Something different? She suggested Psalms 40. So I opened my bible and began to read:
I waited patiently for the LORD; And He inclined to me, And heard my cry. He also brought me up out of a horrible pit, Out of the miry clay, And set my feet upon a rock, And established my steps. He has put a new song in my mouth— Praise to our God; Many will see it and fear, And will trust in the LORD. Blessed is that man who makes the LORD his trust, And does not respect the proud, nor such as turn aside to lies. Many, O LORD my God, are Your wonderful works Which You have done; And Your thoughts toward us Cannot be recounted to You in order; If I would declare and speak of them, They are more than can be numbered. Sacrifice and offering You did not desire; My ears You have opened. Burnt offering and sin offering You did not require. Then I said, “Behold, I come; In the scroll of the book it is written of me. I delight to do Your will, O my God, And Your law is within my heart. I have proclaimed the good news of righteousness In the great assembly; Indeed, I do not restrain my lips, O LORD, You Yourself know. I have not hidden Your righteousness within my heart; I have declared Your faithfulness and Your salvation; I have not concealed Your lovingkindness and Your truth From the great assembly.
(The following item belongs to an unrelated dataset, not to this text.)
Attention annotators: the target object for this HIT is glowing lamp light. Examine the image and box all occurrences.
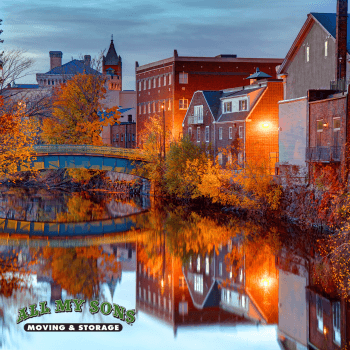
[261,278,271,288]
Do not withhold Your tender mercies from me, O LORD; Let Your lovingkindness and Your truth continually preserve me. Psalms 40:1-11 NKJV
When I finished reading I had to admit I was very humbled and shamefaced and I looked at my daughter and wondered when had she become so wise and I said as much. She smiled and shrugged a shoulder and said “Mom, you taught me and you have always done all the things that portion of scripture says. I read it and pray it all the time.”
Then she told me to read Proverbs 12:25:
“Anxiety in the heart of man causes depression, But a good word makes it glad.”
So as she finished the paperwork and made copies of my Power of Attorney to attach, she spoke good words to me and it did make my heart glad. Then she took my hand and she prayed these words: “Heavenly Father, You brought us out of the miry clay of legalism and put our feet upon the rock of Christ Jesus to stay. You put a new song in our hearts to sing. A song of praise hallelujah!” She looked at me, this young woman who I raised, the mother of my five granddaughters, with wisdom and faith in her eyes and said we used to sing the old hymn differently in the past but this is how I sing it now!
So I dried my tears and we both smiled and I climbed out of the pit.